In de controlepost draaide de sergeant-machinst een veersysteem op met een soort wiel welke vroeger trambestuurders gebruikten. Als na het sein van de vliegdekofficier, het met kracht naar beneden bewegen van zijn arm met de groene vlag, werd door de “howda-operator” op de rode startknop gedrukt.
(foto 3771) De ‘howda-operator’ met de linkerduim op de startknop. Links boven de stoomdrukmeter. Overige knoppen voor bediening van o.a. ‘jigger’ en shocks.
(foto 3311) Nogmaals de rode startknop, die werd ingedrukt als de VDO zijn groene vlag met een ruk naar beneden zwaaide.
Als het gehele elektrische serie-circuit was gesloten werd de blokkering van dit veermechanisme ontkoppeld. Hierna draaide het opgewonden mechanisme een soort nokkenas rond en werden verschillende switches bediend die zorgden dat het launching proces in werking werd gesteld. Hierop werden de grote afsluiters, de “launchingvalves” van de stoomcilinders met kracht geopend en kwam de stoomdruk uit de stoomhouders achter de twee zuigers. Deze werden met kracht naar voren geperst door de stoomdruk, daarbij de shuttle meenemend naar voren. Door de shuttle en de strop werd ook het vliegtuig naar voren geperst. Door het volle vermogen van het vliegtuig en de stoomdruk werd de breekring in de breekring-installatie verbroken en schoot het toestel met kracht naar voren.

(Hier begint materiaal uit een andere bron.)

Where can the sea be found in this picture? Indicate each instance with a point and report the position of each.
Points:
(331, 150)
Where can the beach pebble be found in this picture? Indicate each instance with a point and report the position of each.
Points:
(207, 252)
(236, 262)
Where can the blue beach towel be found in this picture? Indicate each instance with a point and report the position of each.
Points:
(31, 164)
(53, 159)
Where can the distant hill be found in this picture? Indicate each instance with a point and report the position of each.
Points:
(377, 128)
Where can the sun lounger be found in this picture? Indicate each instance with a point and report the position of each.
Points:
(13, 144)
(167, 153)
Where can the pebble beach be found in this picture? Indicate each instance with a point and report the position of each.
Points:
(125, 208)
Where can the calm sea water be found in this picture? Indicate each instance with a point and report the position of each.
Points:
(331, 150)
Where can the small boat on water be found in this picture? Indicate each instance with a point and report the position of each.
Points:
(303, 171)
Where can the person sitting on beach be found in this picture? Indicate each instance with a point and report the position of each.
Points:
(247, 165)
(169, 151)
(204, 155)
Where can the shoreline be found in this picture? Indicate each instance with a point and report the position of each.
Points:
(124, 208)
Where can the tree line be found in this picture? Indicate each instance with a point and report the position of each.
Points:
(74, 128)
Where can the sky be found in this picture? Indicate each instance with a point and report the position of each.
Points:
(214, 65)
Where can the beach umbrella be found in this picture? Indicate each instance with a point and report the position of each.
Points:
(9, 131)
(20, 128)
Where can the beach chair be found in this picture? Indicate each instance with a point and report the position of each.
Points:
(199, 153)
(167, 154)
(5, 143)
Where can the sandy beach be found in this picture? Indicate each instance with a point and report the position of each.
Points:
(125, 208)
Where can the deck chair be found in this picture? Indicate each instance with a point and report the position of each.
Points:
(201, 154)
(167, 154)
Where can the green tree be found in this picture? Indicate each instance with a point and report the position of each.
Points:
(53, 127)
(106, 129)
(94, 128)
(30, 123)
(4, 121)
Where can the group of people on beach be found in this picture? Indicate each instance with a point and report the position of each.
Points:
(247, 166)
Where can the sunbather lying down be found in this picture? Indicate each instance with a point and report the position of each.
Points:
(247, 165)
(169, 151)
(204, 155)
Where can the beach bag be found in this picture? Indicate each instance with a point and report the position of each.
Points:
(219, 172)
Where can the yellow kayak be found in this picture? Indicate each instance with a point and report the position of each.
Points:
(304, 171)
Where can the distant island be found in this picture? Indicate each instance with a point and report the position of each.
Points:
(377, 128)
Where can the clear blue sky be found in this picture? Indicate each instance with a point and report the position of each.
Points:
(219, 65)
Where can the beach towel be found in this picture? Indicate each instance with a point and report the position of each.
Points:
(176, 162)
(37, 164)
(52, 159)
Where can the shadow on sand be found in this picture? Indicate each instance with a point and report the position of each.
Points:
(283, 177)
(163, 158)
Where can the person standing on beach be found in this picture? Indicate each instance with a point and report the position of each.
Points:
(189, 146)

(foto 2623) De machinist Henk van het Goor bij BB ‘launchvalve’. Achter hem de wand van de controlepost in de katapultmachinekamer. Deze enorme afsluiters werden hydraulisch geopend. Op de plattegrond in ruimte B.
Aan het eind van de katapultbaan werden de zuigers dus afgeremd door de doorns die zich in de watercilinders boorden. Op dat moment werd ook een signaal gegeven om de “launchingvalves” weer te sluiten en kon de reststoom uit de cilinders ontsnappen. De zuigers waren dan weer gereed om door de “jigger” terug gehaald te worden naar de startpositie voor een volgende lancering.
(foto 4546) De beide remcilinders aan het einde van de katapultbaan. Deze cilinders werden constant volgeperst met water.
(foto 1489) Machinist Ton Ariens bijde ‘jigger-installatie’, gebruikt voor het hydraulisch opspannen van de strop en vliegtuig en ook voor het terug halen van de zuigers en shuttle voor een volgende lancering.
(foto 2627) Hier machinist Henk van het Goor bijde ‘jigger-installatie’. Op de plattegrond in ruimte C.
Als aan het einde van de baan de strop op de stroppenvang was gevallen, moest deze snel worden weggehaald om de baan weer vrij temaken voor de volgende lancering. In de strop werd hierna een teken geslagen. Op deze wijze kon men zien hoe vaak een strop was gebruikt.
(foto 3683) Een machinist van de katapult dekploeg grijpt naar de neergevallen strop om deze weg tehalen en los te maken van de geleide kabel. De machinist zit vast aan een ‘life-lijn’ om te voorkomen dat deze in zee kan vallen voor de boeg van het op volle kracht varende vliegkampschip.
(foto 3685) Het losmaken en veilig stellen van de gebruikte strop.